Commerzbank:コメルツ銀行―ネットバンク子会社を統合―

独金融大手のコメルツ銀行(フランクフルト)は20日、新戦略「コメルツバンク5.0」の原案を明らかにした。時代の変化に合わせてモバイル事業を強化するとともに国内の支店を統廃合する。モバイル事業の強化に向けてはネットバンキング子会社コムディレクトをコメ銀本体に統合する意向だ。同原案は25~26日の監査役会で検討することになっている。

コムディレクトは1994年に設立されたネットバンキング専門の子会社。コメ銀自身もネットバンキングサービスを提供しているものの、両行の顧客層は異なるとしてこれまではコムディレクトを別組織としてきた。

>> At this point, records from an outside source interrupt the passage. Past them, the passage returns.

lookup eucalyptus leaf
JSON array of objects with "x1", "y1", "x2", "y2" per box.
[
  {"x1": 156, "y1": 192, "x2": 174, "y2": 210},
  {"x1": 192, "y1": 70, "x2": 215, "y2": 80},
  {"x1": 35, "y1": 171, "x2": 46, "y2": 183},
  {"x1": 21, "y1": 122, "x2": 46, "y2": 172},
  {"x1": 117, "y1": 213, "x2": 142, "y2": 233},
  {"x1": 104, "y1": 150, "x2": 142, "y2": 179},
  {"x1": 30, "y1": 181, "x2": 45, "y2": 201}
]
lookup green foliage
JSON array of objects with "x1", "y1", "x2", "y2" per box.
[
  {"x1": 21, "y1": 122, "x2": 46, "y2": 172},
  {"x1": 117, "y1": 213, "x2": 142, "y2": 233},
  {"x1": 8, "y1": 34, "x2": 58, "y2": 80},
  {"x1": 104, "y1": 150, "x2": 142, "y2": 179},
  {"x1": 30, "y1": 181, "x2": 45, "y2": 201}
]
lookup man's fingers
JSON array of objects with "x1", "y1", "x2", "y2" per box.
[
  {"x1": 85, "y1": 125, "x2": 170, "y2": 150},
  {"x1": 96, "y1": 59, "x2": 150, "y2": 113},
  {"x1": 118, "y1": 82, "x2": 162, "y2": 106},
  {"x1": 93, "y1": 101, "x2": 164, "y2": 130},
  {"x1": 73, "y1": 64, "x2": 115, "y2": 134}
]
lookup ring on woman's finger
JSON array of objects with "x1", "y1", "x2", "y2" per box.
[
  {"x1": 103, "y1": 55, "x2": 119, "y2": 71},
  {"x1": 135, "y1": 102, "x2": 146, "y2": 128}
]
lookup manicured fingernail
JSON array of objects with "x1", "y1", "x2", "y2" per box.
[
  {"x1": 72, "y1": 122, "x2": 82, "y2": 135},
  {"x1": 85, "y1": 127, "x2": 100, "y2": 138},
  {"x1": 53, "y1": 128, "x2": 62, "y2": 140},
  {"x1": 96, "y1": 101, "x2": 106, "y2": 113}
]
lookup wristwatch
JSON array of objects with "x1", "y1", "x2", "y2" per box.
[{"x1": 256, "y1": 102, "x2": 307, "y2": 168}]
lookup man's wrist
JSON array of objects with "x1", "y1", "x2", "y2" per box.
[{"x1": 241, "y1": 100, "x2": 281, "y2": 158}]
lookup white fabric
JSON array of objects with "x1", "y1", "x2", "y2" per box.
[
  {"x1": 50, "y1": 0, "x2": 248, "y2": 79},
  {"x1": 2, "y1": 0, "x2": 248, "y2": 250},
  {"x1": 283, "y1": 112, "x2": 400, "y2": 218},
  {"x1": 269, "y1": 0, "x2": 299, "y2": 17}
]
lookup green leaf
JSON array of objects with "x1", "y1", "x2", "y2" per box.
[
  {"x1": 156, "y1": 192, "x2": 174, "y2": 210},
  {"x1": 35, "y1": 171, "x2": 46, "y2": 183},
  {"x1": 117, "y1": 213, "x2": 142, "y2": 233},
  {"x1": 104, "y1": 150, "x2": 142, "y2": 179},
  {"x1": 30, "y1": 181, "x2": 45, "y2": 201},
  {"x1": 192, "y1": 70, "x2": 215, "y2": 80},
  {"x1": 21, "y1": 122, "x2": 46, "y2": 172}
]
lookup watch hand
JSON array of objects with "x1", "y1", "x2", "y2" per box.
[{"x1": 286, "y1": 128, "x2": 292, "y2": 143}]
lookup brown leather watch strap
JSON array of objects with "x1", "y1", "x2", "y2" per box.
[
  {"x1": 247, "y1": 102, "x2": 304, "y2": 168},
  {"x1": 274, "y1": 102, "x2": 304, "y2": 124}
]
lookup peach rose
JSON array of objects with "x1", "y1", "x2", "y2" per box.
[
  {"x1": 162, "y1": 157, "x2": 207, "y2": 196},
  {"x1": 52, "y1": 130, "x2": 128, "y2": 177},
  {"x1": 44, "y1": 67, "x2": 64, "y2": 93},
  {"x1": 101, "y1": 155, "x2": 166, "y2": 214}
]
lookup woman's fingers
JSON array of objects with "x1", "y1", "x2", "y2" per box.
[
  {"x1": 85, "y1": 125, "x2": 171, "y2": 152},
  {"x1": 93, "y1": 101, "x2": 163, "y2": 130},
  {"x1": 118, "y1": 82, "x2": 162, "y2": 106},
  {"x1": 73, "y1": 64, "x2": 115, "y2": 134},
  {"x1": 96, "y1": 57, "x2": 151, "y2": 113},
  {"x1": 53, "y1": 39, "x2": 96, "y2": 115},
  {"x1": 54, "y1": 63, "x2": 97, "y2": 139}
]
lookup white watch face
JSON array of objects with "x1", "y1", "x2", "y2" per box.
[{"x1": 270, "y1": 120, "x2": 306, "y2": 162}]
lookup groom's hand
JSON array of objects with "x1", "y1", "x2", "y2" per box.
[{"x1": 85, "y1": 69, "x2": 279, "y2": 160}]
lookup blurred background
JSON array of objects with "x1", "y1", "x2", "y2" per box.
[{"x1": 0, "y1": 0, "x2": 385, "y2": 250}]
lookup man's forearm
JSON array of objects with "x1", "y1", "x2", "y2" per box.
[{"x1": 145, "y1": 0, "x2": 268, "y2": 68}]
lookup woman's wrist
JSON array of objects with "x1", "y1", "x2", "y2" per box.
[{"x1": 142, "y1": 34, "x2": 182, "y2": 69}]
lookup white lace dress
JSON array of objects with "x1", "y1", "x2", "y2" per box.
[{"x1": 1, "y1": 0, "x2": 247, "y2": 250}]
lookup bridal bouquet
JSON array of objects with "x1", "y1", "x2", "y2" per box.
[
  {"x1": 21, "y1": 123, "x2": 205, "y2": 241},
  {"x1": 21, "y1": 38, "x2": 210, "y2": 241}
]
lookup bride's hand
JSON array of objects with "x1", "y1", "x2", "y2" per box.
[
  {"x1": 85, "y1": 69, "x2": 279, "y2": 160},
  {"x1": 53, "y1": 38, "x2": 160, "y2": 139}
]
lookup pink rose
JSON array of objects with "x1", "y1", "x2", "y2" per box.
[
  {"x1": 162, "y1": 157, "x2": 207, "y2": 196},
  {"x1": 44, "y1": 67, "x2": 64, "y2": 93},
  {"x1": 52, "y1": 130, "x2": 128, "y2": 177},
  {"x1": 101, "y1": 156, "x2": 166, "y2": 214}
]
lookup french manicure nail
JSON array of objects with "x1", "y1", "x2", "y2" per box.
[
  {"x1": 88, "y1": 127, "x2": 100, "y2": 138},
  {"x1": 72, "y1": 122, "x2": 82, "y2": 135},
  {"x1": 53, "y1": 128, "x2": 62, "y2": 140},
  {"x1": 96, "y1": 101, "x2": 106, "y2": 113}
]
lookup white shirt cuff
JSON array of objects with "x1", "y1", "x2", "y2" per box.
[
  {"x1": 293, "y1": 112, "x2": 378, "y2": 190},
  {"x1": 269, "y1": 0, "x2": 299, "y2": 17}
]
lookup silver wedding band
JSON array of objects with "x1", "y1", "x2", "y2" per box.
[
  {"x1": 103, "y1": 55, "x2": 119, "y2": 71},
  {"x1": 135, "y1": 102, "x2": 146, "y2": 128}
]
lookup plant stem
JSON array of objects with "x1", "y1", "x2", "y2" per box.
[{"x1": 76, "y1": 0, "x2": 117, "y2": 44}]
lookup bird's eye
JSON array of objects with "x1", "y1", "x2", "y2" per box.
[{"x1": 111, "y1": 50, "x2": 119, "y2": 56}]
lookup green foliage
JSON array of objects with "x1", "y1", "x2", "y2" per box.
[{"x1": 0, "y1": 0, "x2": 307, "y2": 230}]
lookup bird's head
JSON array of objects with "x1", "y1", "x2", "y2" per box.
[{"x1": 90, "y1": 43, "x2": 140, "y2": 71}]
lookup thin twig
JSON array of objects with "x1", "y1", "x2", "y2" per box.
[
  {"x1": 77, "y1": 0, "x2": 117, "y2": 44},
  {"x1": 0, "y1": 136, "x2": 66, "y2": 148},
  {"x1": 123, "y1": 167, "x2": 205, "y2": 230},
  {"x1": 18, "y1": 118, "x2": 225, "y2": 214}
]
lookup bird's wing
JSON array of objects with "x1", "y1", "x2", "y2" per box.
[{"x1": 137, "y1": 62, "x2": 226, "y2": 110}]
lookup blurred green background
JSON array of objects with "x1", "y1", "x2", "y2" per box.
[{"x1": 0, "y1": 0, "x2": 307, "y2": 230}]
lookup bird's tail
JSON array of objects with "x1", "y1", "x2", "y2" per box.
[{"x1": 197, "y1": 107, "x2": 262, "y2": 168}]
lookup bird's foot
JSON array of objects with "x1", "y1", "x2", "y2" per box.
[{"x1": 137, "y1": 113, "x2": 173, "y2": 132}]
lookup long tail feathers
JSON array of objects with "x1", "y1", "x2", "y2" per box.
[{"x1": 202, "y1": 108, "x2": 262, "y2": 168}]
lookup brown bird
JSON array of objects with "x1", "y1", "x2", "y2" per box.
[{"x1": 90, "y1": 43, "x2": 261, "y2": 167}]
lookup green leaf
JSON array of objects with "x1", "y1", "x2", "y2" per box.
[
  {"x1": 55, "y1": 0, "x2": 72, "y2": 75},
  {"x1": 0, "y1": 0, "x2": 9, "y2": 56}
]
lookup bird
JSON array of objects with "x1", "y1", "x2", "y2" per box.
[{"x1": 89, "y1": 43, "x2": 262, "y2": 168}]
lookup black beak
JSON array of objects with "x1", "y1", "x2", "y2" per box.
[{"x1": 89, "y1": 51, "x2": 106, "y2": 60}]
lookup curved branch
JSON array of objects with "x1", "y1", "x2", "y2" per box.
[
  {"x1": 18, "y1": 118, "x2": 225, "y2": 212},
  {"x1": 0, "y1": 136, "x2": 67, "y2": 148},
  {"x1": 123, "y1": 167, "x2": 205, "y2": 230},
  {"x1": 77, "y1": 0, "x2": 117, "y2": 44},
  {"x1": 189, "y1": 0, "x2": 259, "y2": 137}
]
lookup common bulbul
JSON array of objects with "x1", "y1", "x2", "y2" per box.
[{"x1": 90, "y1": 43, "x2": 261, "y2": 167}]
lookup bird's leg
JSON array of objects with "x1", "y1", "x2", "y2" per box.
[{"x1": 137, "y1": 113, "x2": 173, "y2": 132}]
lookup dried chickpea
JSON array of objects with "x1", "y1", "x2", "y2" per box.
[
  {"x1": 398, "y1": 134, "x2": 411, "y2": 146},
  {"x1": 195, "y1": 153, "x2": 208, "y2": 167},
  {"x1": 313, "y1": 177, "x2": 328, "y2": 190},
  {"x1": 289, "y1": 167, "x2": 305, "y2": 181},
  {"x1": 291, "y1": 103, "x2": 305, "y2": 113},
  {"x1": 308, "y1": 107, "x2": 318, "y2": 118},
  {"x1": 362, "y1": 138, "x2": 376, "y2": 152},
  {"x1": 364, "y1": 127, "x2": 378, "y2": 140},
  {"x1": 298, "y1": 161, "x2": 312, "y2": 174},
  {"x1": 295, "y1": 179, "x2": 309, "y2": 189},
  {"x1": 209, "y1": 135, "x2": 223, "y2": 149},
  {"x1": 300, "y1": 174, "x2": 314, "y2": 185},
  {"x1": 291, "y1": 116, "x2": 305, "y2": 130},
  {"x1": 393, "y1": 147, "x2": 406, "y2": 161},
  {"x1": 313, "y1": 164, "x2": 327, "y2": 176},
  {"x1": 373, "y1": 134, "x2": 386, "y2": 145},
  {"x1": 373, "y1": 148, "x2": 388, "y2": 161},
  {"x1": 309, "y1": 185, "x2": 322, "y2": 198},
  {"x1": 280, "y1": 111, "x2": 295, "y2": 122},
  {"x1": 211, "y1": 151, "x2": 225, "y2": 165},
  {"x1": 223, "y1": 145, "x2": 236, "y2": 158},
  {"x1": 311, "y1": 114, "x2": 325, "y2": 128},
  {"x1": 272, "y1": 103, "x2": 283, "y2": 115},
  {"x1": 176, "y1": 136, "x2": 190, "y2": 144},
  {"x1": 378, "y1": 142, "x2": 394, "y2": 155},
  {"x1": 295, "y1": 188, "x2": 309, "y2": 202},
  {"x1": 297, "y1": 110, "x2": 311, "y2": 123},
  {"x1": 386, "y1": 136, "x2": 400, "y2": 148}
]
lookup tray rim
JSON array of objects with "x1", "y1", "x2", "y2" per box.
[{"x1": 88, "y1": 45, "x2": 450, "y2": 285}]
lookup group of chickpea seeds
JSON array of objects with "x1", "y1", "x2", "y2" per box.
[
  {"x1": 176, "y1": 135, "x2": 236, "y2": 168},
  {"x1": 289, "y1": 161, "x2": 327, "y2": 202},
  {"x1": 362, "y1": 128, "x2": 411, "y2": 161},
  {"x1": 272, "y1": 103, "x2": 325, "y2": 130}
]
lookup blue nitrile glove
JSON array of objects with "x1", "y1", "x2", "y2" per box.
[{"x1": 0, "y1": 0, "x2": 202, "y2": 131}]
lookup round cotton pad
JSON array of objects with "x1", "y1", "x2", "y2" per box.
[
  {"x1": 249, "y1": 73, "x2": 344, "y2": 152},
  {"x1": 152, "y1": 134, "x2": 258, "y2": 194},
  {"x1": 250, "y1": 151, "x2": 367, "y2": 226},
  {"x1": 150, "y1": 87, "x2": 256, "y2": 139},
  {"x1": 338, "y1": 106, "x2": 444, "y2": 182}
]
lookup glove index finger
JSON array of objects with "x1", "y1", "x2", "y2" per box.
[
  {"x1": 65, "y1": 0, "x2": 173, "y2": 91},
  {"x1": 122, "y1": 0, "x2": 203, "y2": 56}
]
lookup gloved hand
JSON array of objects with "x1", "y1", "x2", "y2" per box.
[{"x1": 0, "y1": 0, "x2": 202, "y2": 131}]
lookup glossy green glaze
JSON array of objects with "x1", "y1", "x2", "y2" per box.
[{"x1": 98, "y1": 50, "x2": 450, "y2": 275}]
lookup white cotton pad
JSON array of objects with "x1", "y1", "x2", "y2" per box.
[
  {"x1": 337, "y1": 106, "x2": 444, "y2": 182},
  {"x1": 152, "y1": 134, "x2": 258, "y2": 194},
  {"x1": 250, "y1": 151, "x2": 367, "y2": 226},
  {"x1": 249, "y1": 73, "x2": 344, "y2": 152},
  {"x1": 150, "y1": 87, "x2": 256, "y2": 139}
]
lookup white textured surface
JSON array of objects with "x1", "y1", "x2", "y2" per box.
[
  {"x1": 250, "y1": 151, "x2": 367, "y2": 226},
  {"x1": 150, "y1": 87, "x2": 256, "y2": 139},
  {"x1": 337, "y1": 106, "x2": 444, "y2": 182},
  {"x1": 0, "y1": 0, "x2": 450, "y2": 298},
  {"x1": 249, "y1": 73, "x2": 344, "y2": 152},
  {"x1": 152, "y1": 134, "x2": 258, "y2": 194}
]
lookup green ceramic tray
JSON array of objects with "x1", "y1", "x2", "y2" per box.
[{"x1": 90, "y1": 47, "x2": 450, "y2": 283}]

だが、近年はデジタル化の進展を背景に両行の事業モデルが近接してきたことから、コムディレクトを統合することにした。スマートフォンを利用した銀行サービスのニーズが高まっていることから、特にモバイル事業を強化する意向だ。

一方、実店舗については利用者の減少が続いていることから、国内の支店数を現在の1,000カ所から800カ所へと削減する。

これらの措置に伴いフルタイム勤務の行員数を約4,300人整理する。戦略分野ではおよそ2,000人の新規雇用を創出することから、純ベースでは人員削減規模が2,300人程度となる。

組織再編とリストラには16億ユーロを計上する。そのうち7億5,000万ユーロをデジタル化、ITインフラ、事業の拡大に投資。残り8億5,000万ユーロを人員削減と支店の統廃合に充てる。

投資・リストラ資金を確保するためにネットバンキングに強いポーランド子会社mバンクを売却する。コメ銀は現在、mバンク株69%を保有している。同子会社を放出すると、コメ銀のリスク加重資産はおよそ170億ユーロ圧縮される。

コムディレクト株は上場されている。コメ銀は保有株比率が82%にとどまることから、統合の準備として株式公開買い付け(TOB)を実施し完全子会社化を目指す。

同行は新戦略を通して2023年までにコストを約6億ユーロ圧縮する。また、銀行の危機対応能力の指標である有形株主資本純利益率(RoTE)を4%以上へと引き上げる。